Non-site-specific radiolabelling: [18F]Fluoropyridinecarboxaldehyde ([18F]FPCA)
The ease with which pyridine can be fluorinated at both the C2 and C4 positions, attributable
to the presence of the nitrogen ‘electron-sink’, has led to an increasing number of pyridine-
based prosthetic groups [40, 47, 48]. One such example is [18F]FPCA, a water-soluble 18F
prosthetic group developed by Morris et al. [40]. Its radiosynthesis has been fully-automated
using a customised GE Tracerlab FX-FN with [18F]FPCA RCY of 28 ± 2 % (d.c., n = 10)
reported [40]. Morris et al. [40] describe the replaced purification of [18F]FPCA with SPE for
time-saving reasons and to simplify automation and improve reproducibility [40], as was
reported by Speranza et al. [45] for the purification [18F]FBA. The automation of [18F]FPCA
was thereby extended to include the subsequent radiolabelling of an APP.
Non-site-specific radiolabelling: N-Succinimidyl-4-[18F]fluorobenzoate ([18F]SFB)
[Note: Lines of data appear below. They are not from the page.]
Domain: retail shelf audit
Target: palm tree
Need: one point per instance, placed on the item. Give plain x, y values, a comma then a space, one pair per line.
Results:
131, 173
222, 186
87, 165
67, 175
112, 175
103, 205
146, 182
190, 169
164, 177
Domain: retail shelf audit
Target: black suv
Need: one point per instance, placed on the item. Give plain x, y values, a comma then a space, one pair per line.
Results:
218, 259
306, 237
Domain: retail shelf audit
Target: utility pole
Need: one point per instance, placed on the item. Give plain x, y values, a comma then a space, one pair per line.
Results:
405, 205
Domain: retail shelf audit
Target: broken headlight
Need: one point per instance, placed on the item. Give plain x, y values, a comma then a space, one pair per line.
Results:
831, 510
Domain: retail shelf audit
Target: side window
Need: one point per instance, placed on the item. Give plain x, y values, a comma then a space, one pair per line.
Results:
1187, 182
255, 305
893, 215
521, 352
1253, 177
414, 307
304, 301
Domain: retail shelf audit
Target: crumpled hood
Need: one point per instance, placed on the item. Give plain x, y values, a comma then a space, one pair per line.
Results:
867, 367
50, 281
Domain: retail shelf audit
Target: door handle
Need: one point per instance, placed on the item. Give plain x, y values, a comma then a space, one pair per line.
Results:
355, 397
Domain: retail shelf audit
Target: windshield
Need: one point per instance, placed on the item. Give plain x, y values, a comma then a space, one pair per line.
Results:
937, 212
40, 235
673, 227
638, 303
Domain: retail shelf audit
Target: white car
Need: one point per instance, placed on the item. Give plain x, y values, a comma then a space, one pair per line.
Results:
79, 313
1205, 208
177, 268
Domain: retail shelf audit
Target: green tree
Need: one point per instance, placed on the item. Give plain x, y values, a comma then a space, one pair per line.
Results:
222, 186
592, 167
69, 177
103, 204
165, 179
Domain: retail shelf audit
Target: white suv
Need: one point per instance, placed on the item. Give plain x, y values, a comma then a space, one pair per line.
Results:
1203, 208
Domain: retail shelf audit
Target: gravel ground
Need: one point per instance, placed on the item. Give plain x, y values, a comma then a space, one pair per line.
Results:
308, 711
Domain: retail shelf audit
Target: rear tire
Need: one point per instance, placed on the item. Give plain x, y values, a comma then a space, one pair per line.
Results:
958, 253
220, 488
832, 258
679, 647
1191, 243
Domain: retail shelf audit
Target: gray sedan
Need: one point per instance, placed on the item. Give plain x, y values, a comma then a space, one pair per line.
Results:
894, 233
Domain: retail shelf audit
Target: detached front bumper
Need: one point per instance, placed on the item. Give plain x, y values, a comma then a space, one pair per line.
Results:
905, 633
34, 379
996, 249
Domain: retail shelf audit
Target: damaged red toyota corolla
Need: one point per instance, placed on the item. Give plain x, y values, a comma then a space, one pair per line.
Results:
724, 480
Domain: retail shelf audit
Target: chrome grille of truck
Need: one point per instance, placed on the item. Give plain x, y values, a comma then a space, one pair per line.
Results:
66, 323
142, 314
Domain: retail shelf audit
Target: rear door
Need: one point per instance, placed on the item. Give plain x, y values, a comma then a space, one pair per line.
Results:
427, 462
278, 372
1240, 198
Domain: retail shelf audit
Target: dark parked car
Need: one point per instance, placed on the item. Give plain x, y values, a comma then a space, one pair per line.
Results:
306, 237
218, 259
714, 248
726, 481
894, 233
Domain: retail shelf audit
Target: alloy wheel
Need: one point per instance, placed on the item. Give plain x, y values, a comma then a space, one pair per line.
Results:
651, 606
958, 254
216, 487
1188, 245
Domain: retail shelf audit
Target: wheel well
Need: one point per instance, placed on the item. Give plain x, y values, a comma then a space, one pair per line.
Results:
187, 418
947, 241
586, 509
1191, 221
[18F]SFB, similarly to [18F]FPCA, radiolabels APPs through conjugation with the inherent
nucleophilic sites of the APP. Unlike the other amine-reactive prosthetic groups described,
[18F]SFB has the advantage that it does not require a reducing agent. Alkylation of APPs with
[18F]SFB is commonly carried out between pH 8 and 9 to deprotonate APP amine groups [49].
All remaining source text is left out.